Q: How are you assessing this tutorial?

A: Similar to our response to the question about the collaborative creation process, assessment is also an iterative process. In addition, we presented this tutorial at one of the departmental meetings for instructional librarians and the intensive english program on campus to solicit feedback. We also checked with faculty individually about the content effectiveness in achieving goals and included an anonymous feedback form at the end of the module for instructors and students to rate the helpfulness of the module and provide comments and suggestions for us to improve the tutorial. 

Q: The tutorial uses multiple design elements and technologies such as LibGuides, infographics, Google Forms, and video. What factors contributed to the decisions on how to present this tutorial?

A: Our department has some broad guidelines on LibGuide styling but we wanted to create a simple, fluid, enjoyable user experience utilizing the tenets of Universal Design for Learning representing the information and engaging the students in a variety of ways. In addition to general considerations, we made sure to: 

  • Maintain legal language when discussing consequences of plagiarism (limiting liability)  
  • Refer students to other services on campus whenever appropriate
  •  Avoid gray areas or ambiguous language 
  • Limit text and use relevant visuals in infographics and videos 
  • Write in first person to engage the students
  • Use different LibGuide pages to scaffold the learning experience

Q: For other librarians looking to use similar tools for their own tutorials, what do they need to know to get started? What are some of the benefits and drawbacks of using them?

A: H5P was a great resource in creating interactive digital learning objects for this resource. Unfortunately after the creation of the resource, they pulled their free version so continued access to the digital objects would be under their pay model. Our advice on creating interactive digital objects using free programs would be to make sure you have alternative versions of the same content, for reasons of continued access but also in case of students’ differing access to the internet. 

To create an engaging video, we decided to use Moovly, an online video maker, which has both the hand-writing animation feature and the flexibility of adding different pictures (photos of real students and news headlines) to enhance the learning experience with a focus on relevancy. 

 Q: While you have the tutorial integrated with a CSU Northridge Canvas module, it also looks like the module is available to anyone as an Open Canvas course. What kind of response have you received from within your campus community and beyond?

A: The module is an advanced, interactive version of the LibGuide that can be easily integrated into any Canvas courses at CSUN and beyond. It is also available in the Library Research Toolkit Canvas course.

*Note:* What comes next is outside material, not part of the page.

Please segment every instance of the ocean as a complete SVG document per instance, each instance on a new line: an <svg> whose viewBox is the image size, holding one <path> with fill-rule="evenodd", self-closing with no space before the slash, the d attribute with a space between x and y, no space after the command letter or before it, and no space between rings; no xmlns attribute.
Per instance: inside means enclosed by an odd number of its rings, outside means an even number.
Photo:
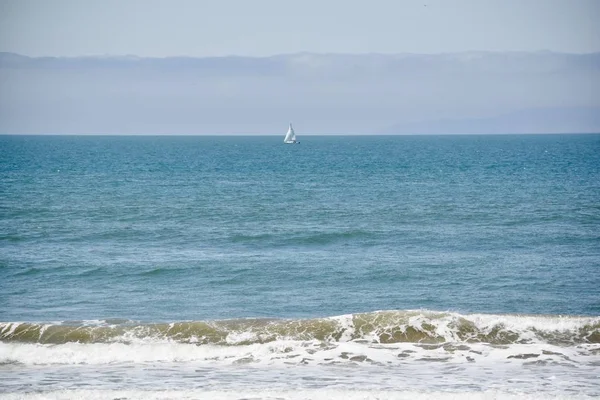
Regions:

Based on the feedback form, students rated 4.3/5.0 (356 responses) on the question “How helpful would you consider the module? 1 being not very helpful, 3 being helpful and 5 being very helpful.” Below are two examples of positive feedback we got. This module covered a lot of important information and included the consequences of plagiarism. I think an improvement would be to add a small interactive task in the first couple of modules since there is a lot of information and text to read compared to some of the other modules. 

  • The information is straight to the point and very useful.

There are some suggestions about including more examples, reviewing quiz results, and etc. which we are working on improving.